Published: 16:52, 21 June 2022
| Updated: 11:03, 22 June 2022
A failed Dover businessman has been jailed for four years for being one of the main conspirators in an international human trafficking gang.
Former Irish Gaelic footballer Wayne Sherlock was arrested after a lorry with 10 Vietnamese adults was stopped in Belgium as police worked with the National Crime Agency (NCA).
It is believed that the scam came to light in March 2020 when a lorry driver was unable to make the rendezvous in Belgium.
The 42-year-old, from Malmains Road, admitted his part in the scam and has spent the past two years on remand - and is expected to be released immediately.
Maidstone Crown Court heard how none of the Vietnamese made it to the UK after Belgium police found them hidden in a lorry carrying tyres.
Judge Robert Lazarus told him: "You occupied a very significant role in what must have been an international conspiracy to traffic illegal people into the UK."

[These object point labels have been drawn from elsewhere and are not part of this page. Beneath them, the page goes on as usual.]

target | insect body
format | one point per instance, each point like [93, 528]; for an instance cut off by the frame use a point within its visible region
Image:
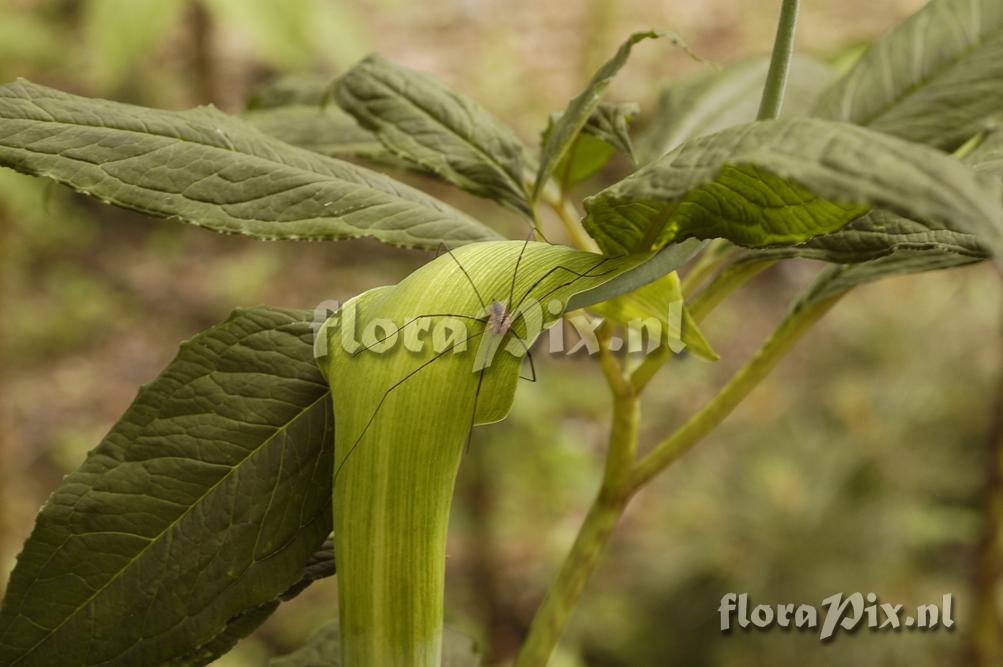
[492, 327]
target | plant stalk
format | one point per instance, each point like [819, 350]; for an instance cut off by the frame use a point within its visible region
[623, 478]
[564, 594]
[779, 63]
[746, 379]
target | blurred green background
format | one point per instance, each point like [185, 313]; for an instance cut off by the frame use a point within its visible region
[862, 464]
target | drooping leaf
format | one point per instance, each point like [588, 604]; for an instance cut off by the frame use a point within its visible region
[323, 649]
[784, 182]
[662, 301]
[840, 279]
[214, 171]
[420, 120]
[610, 123]
[296, 109]
[881, 233]
[668, 259]
[320, 566]
[204, 502]
[580, 109]
[403, 418]
[936, 78]
[712, 100]
[327, 130]
[603, 135]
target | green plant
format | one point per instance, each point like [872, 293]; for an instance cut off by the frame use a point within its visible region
[211, 501]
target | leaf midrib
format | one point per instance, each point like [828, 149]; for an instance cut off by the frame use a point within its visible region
[183, 139]
[943, 70]
[166, 529]
[512, 180]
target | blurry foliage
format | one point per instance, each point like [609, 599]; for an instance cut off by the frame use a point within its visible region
[857, 467]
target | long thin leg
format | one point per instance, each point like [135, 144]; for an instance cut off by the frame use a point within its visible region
[386, 393]
[483, 304]
[553, 270]
[473, 414]
[412, 321]
[512, 289]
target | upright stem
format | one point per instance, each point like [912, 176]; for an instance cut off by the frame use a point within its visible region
[622, 477]
[746, 379]
[779, 64]
[552, 617]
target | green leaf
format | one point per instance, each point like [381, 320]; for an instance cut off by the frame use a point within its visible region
[320, 566]
[936, 78]
[205, 501]
[420, 120]
[404, 416]
[712, 100]
[603, 135]
[214, 171]
[323, 649]
[295, 109]
[580, 109]
[327, 130]
[840, 279]
[663, 301]
[784, 182]
[665, 261]
[881, 233]
[609, 123]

He added that immigration laws were viewed as divisive and illegal immigrants were "very much the fuel behind racism and hate crimes", adding "And international crime groups worsen the problems".
The judge told the Sherlock that those who were trafficked were vulnerable and often hurt by the journey to the UK - although none of the Vietnamese were harmed.
"But once inside the UK, such individuals become invisible having no legitimate papers and are often trafficked into drugs, prostitution and forced labour.
"It is a dreadful crime that causes harm in so many ways," he added.
The prosecutor said Sherlock was one of the "organisational hubs" in the conspiracy - although "not at the very top".
Defence barrister Ronnie Manek said: "There were others above him in the chain in various countries."
He told the court that Sherlock played Gaelic Football for his local club and county.
"He was recruited to play semi-professionally in Chicago when he was 21 years old.
"The club paid for his travel and accommodation and they set him up with a good job in construction; he signed with the club, Chicago Parnells on a one year contract."
Later Sherlock came to Kent and set up his own company, Shamrock Distribution which later went bust leaving him homeless.
After sentencing, NCA Belfast branch commander David Cunningham said: “Tackling organised immigration crime is a priority for the NCA.
"People smugglers put lives at risk in pursuit of profit, and we are determined to do all we can to disrupt and dismantle the criminal networks involved in this exploitative crime.”